JuliaEarth / geospatial-data-science-with-julia

Geospatial Data Science with Julia
https://juliaearth.github.io/geospatial-data-science-with-julia
86 stars 15 forks source link

Various minor comments related to the text I noticed #3

Closed bkamins closed 9 months ago

bkamins commented 9 months ago

In https://github.com/JuliaEarth/geospatial-data-science-with-julia/blob/main/01-geodata.qmd#L175:

We can check that the representation is a valid representation of a table using the `Tables.istable` function:

is not 100% accurate. Tables.istable can return false and still the passed object can be a valid table. I would just skip it. Tables.istable is meant mostly for package developers that know the internals of Tables.jl well.

This is a soft comment


In https://github.com/JuliaEarth/geospatial-data-science-with-julia/blob/main/01-geodata.qmd#L168C2-L168C2 I would explain why you use Symdol (and above you used strings). Also maybe consider using CategoricalArrays.jl if you feel that GENDER is categorical?

This is a soft comment


https://github.com/JuliaEarth/geospatial-data-science-with-julia/blob/main/01-geodata.qmd#L199

This row-major representation can be useful to process data that

Is not 100% accurate. You use "This" word. And the one you use does not have this property. The point is that in general row-wise representation is for larger than RAM data, but not this specific one you present. Also, often "larger than RAM" data will return Tables.istable as false, and only at run-time it is checked that data is indeed tabular.

juliohm commented 9 months ago

Thank you for pointing out these issues. If you prefer to submit a PR with suggestions, I can review them there as well.

juliohm commented 9 months ago

Tables.istable can return false and still the passed object can be a valid table.

That is a bit surprising.

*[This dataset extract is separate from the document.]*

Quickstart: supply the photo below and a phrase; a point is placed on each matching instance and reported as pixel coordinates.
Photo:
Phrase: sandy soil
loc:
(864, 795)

So this function is not mandatory for table types? I will remove the sentence from the text as you suggested.

In https://github.com/JuliaEarth/geospatial-data-science-with-julia/blob/main/01-geodata.qmd#L168C2-L168C2 I would explain why you use Symdol (and above you used strings).

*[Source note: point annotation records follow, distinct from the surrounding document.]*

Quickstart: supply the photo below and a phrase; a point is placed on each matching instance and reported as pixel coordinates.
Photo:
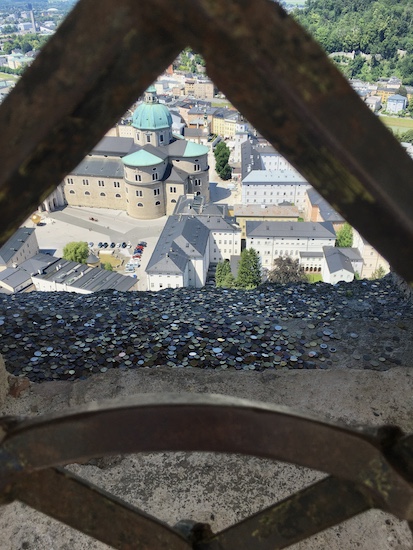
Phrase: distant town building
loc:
(303, 241)
(396, 103)
(21, 246)
(199, 88)
(277, 187)
(373, 102)
(244, 213)
(200, 235)
(340, 264)
(145, 173)
(372, 260)
(66, 276)
(317, 209)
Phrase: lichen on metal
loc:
(279, 78)
(361, 474)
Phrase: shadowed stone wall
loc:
(370, 320)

I will try to add a sentence explaining the difference.

Also, often "larger than RAM" data will return Tables.istable as false, and only at run-time it is checked that data is indeed tabular.

That is surprising too. I thought that this trait function should always return true for a table type regardless of the implementation details.

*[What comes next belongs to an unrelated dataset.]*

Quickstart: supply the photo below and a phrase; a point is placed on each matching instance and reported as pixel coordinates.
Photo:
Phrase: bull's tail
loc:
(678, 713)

juliohm commented 9 months ago

@bkamins do we have concrete examples of infinite tables in Julia currently? Maybe we can add these examples as references in the sentence, and replace "this" by "the" as suggested.

juliohm commented 9 months ago

Updated the examples and removed Tables.jl from the dependencies.

bkamins commented 9 months ago

So this function is not mandatory for table types?

No. See its docstring:

Check if an object has specifically defined that it is a table.
Note that not all valid tables will return true, since it's possible to satisfy the Tables.jl interface at "run-time"

do we have concrete examples of infinite tables in Julia currently?

You can have a table that is an iterator of rows that reads from a stream and returns e.g. a NamedTuple as each row. Generators could often work like this. And generators typically do not define their return type (it is typically Any).

ronisbr commented 9 months ago

No. See its docstring:

I think this is another example of a problem in the documentation that we have a little time ago (I forgot where). The documentation in https://tables.juliadata.org/stable/#Implementing-the-Interface-(i.e.-becoming-a-Tables.jl-source) states that to become a Tables.jl source, you must have Tables.istable returning true.

IMHO, it will be somewhat problematic to treat those cases in which the object can implement the interface but does not provide information that it indeed implements the interface. Probably we can define something that will return wrong information instead of an error by assuming that an object implements Tables.jl API whereas it does not.

My opinion is that we always treat objects that returns Tables.istable == false as something that does not comply with Tables.jl (it can be a table, but must not be accessed using Tables.jl API).

juliohm commented 9 months ago

I agree with @ronisbr, and I feel that something could be done differently.

IMHO, it all boils down to this attempt to represent "infinite" and "finite" tables with the same traits.

ronisbr commented 9 months ago

I found the discussion here:

https://github.com/ronisbr/PrettyTables.jl/issues/220

bkamins commented 9 months ago

it all boils down to this attempt to represent "infinite" and "finite" tables with the same traits.

Not only. This is a general issue that a vector of structs is a table and since this could be any struct it is hard to cover this. See:

julia> DataFrame([Dict(1=>2), Dict(3=>4)])
2×8 DataFrame
 Row │ slots                              keys                               vals                               ndel   count  age     idxfloor  maxprobe
     │ Array…                             Array…                             Array…                             Int64  Int64  UInt64  Int64     Int64
─────┼───────────────────────────────────────────────────────────────────────────────────────────────────────────────────────────────────────────────────
   1 │ UInt8[0x00, 0x00, 0x00, 0x00, 0x…  [2, 5, 11, 12, 14, 18, 19, 24, 2…  [2, 5, 11, 12, 14, 18, 19, 24, 2…      0      1       1        15         0
   2 │ UInt8[0x00, 0x00, 0x00, 0x00, 0x…  [2, 5, 9, 10, 12, 16, 17, 21, 24…  [2, 5, 9, 10, 12, 16, 17, 21, 24…      0      1       1        14         0

(i.e. vector of dicts is a table)

bkamins commented 9 months ago

I opened https://github.com/JuliaData/Tables.jl/issues/348 to discuss the issue.

ronisbr commented 9 months ago

Hum, isn't this example a good case for my point? For example, since this is a vector of dictionaries, which reports Tables.istable as false, I think the way PrettyTables prints it is not wrong:

julia> pretty_table([Dict(1=>2), Dict(3=>4)])
┌────────────┐
│     Col. 1 │
├────────────┤
│ Dict(1=>2) │
│ Dict(3=>4) │
└────────────┘
ronisbr commented 9 months ago

Oops, sorry, did not see your comment before posting :) Let's discuss there.

bkamins commented 9 months ago

That behavior is what I called "stricter rule" followed by a package in my post.